Research article | Open | Open Peer Review | Published:
Effect of ganciclovir for the treatment of severe cytomegalovirus-associated pneumonia in children without a specific immunocompromised state
BMC Infectious Diseasesvolume 13, Article number: 424 (2013)
This study aimed to evaluate the effectiveness of gancyclovir (GCV) treatment for severe cytomegalovirus (CMV)-associated pneumonia in immunocompetent children.
We enrolled patients with CMV-associated severe pneumonia admitted to the Vietnam National Hospital of Pediatrics, Hanoi, Vietnam, from January 2010 to December 2011. On admission, though respiratory bacteria and viruses were not detected in tracheal aspirates, more than 5 × 103 copies/mL of CMV-DNA were detected in both tracheal aspirates and in blood plasma. GCV was given intravenously at a dose of 10 mg/kg/24 h for a duration of 14 days at most. The dose was then reduced to 5 mg/kg/24 h until CMV-DNA was not detected in plasma. The main study variables included clinical symptoms, complete blood count, hepatic and renal function, chest X-ray, CMV viral load, duration of GCV treatment and outcome.
Forty-three patients were enrolled in the study. The median age of patients was 57 (interquartile range [IQR] 45–85) days. Clinical and laboratory findings included anemia (67.4%), leukocytosis (90.7%), hepatosplenomegaly (60.5%), elevated liver enzymes (74.4%), decreased ratio of CD4: CD8-positive T lymphocytes (69.4%), and decreased serum IgG concentration (25.7%). The median duration of GCV treatment was 12 days (IQR 7-21). Thirty-seven patients (86.0%) showed normal chest X-rays at the end of treatment. One infant died (2.3%); the other children (97.7%) were discharged in good condition. There was no severe toxicity associated with GCV treatment.
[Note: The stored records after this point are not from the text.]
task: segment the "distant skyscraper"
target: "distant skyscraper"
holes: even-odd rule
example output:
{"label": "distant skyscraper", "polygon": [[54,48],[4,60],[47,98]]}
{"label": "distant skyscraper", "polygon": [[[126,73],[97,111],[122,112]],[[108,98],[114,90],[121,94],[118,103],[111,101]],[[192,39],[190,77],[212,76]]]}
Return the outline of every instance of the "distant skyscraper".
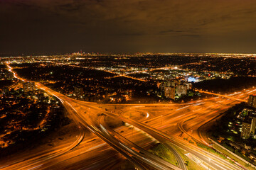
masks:
{"label": "distant skyscraper", "polygon": [[250,95],[248,104],[250,106],[256,108],[256,95]]}
{"label": "distant skyscraper", "polygon": [[23,84],[23,89],[24,92],[36,90],[36,86],[34,82],[26,82]]}

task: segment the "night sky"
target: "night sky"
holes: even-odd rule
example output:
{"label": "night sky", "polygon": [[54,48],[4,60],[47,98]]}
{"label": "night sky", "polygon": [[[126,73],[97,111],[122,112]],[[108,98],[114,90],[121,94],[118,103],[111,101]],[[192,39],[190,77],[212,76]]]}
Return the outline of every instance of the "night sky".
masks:
{"label": "night sky", "polygon": [[0,54],[256,53],[255,0],[0,0]]}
GCV is safe and effective for the treatment of severe CMV-associated pneumonia in children.
Cytomegalovirus (CMV) is a common cause of acute lower respiratory infection, particularly in immunocompromised hosts, and is associated with high mortality [1–3]. While CMV infection in immunocompetent individuals has traditionally been considered a benign and self-limited disease, a few studies have reported the clinical manifestations and treatment of CMV infection among immunocompetent patients [4–8]. However, little is known about the clinical and laboratory features and the role of antiviral medications in the treatment of severe CMV-associated pneumonia in children who are not immunocompromised.
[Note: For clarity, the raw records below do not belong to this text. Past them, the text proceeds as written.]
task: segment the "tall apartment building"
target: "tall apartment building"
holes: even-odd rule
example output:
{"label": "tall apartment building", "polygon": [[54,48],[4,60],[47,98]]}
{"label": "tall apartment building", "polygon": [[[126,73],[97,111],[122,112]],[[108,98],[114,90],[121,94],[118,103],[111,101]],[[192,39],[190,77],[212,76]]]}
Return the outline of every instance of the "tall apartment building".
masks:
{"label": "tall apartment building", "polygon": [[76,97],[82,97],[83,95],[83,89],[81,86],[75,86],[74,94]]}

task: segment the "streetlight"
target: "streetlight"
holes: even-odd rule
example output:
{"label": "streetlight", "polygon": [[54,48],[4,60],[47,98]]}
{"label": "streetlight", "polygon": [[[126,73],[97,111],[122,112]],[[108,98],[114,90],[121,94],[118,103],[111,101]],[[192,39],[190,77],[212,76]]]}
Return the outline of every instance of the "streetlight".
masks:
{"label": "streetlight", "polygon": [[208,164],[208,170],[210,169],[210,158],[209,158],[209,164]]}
The aim of the present study was to evaluate the effectiveness of GCV in severe CMV-associated pneumonia treatment in children.
Patients and case definitions
This study was carried out from January 2010 to December 2011 at the Vietnam National Hospital of Pediatrics, Hanoi, Vietnam. All children with pneumonia who met the following inclusion criteria for CMV-associated pneumonia were enrolled in the study: (1) severe pneumonia based on WHO criteria (in infants <2 months old, severe chest in-drawing or a respiratory rate >60 per minute; in children ≥2 months–5 years, chest in-drawing ), (2) CMV-DNA detected in tracheal aspirates and blood plasma specimens with more than 5 × 103 copies/mL, (3) not have specific immunocompromised status such as HIV infection, post-transplantation, known immunosuppressive disorder or prior chemotherapy, (4) no co-infection with bacteria or viruses other than CMV, and (5) consent from parents or legal guardian to participate in the study.
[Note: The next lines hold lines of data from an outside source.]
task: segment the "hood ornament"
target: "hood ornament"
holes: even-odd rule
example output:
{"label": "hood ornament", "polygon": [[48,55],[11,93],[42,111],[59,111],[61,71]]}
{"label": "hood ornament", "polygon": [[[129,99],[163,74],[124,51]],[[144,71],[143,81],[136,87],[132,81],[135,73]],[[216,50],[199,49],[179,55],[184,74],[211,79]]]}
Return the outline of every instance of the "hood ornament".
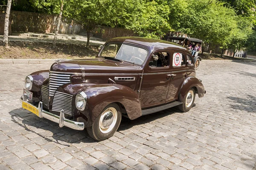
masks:
{"label": "hood ornament", "polygon": [[72,60],[70,59],[56,59],[54,60],[54,61],[55,61],[55,62],[57,63],[59,63],[61,62],[64,62],[66,61],[71,61]]}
Assessment of immune status
The immune status of the patients was assessed by the percentage of CD4-positive T lymphocytes for cellular immunity and serum IgG concentration for humoral immunity. In this study, when CD4 cells were <35% of total lymphocytes the CD4 percentage was considered low  and less than 176 mg/dL of IgG was defined as low serum IgG .
Detection of viruses and bacteria
Tracheal aspirates were taken on admission from all patients for bacterial culture, including a rapid test for respiratory syncytial virus (RSV), influenza virus type A (FluA) and type B (FluB) (Standard Diagnostics, Korea) and RT-PCR for adenovirus (AdV) (Qiagen, Germany) and human rhinovirus (HRV) (Qiagen, Germany). CMV-DNA as detected from both tracheal aspirates and blood plasma using the real-time PCR method. The tracheal aspirates and EDTA-treated blood samples collected in the Respiratory Department were transferred to the Molecular Biology Laboratory, Microbiology Department, NHP. Tracheal aspirates and plasma specimens were stored at −70°C until tested.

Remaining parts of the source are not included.